Through the Window

There’s a spot in the warehouse at work, just at the end of the conveyor belt. If you stand at precisely the right angle you can see through the window of the warehouse door directly into the lobby. You can’t see the whole lobby just a very small part of it, but occasionally you can see if there are any customers in the lobby. I was standing in that spot the other morning when I glanced through the window into the lobby and I saw her.

I recognized her immediately, it had been years and I tried to think of how long, 10 no longer, 15 (?) possibly. She looked the same but a little older, meaning she still looked stunning. Her hair was lighter, she was probably coloring it, and I swear I could still see the beauty of her eyes, and although she was wearing a face mask covering her nose and mouth, I could still picture her smile….a smile that could melt hearts and make men swoon.

We had spent a summer together, she had moved back into town, and in hindsight she never really gave me a reason for coming back, and that in itself should have been a warning sign. We did all the summer things, went to concerts and ball games, beach parties and fireworks. We rode bikes and hiked in the woods, we stayed up late talking about life and how it could go sideways when you least expect it. A small part of me knew it couldn’t last, wouldn’t last, there was no way possible that she would continue to stay in this small town. She had always been the girl who wanted out, dreamed big, and you just knew it would happen for her.

As the long summer days dwindled, our time together was less frequent. Then she told me, she was leaving again, for good this time. Her old boyfriend had called and wanted her back, needed her back, he loved her and couldn’t live without her and she knew she loved him too. He had made some mistakes in the past but he was finally recognizing and admitting his mistakes. He had grown and most of all he was realizing what was important and he had changed.

If there had been emojis back then, my reaction would have been the hand hitting the forehead emoji. I think in a moment of regrettable anger I said something like….

“are you really believing his bullshit ?”

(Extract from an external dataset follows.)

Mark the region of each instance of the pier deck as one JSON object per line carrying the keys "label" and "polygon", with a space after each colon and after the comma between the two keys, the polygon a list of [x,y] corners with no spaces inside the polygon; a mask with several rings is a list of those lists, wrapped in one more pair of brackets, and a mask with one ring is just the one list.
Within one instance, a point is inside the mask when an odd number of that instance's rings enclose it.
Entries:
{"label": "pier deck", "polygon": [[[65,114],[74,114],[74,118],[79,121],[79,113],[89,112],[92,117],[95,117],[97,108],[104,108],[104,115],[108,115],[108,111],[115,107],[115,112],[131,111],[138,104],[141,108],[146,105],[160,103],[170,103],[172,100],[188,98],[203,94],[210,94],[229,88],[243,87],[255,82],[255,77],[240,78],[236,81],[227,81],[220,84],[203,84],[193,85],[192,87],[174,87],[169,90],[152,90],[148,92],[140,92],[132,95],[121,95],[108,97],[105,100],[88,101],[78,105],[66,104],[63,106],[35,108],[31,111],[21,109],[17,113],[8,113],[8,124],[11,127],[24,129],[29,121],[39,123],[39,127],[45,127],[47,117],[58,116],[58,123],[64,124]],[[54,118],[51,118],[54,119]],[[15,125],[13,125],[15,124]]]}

A flash of anger crossed her face, it was a look I had never seen before, more things were said and the anger grew, but I knew she was already gone.

I stood there looking through the window remembering all this in an instant. She glanced up and looked through the window and saw me. For a brief second our eyes locked, if she recognized me she didn’t show it and I quickly moved out of view. I waited a moment and looked back through the window, she was talking and laughing with our service rep and that’s when the pain hit me, the pain I thought had left long ago. It was her laugh and her voice I missed the most, she would sometimes get real close to me if we were in a crowded place and she’d start whispering in my ear, her voice soft and seductive. It was that voice that woke me up in the middle of the night for months after she left. And although I couldn’t hear her laugh through the warehouse door, I still remembered it and I wished I could be the one to make her laugh and smile.

“Hey, you gonna stand there all morning or are you gonna load some trucks ?” ….. a co-worker snapped me out of my remembrance. The conveyor belt was full, there were trucks to load and packages to deliver. I sighed suddenly knowing it was going to be a very long day with too many miles and too much time for thinking.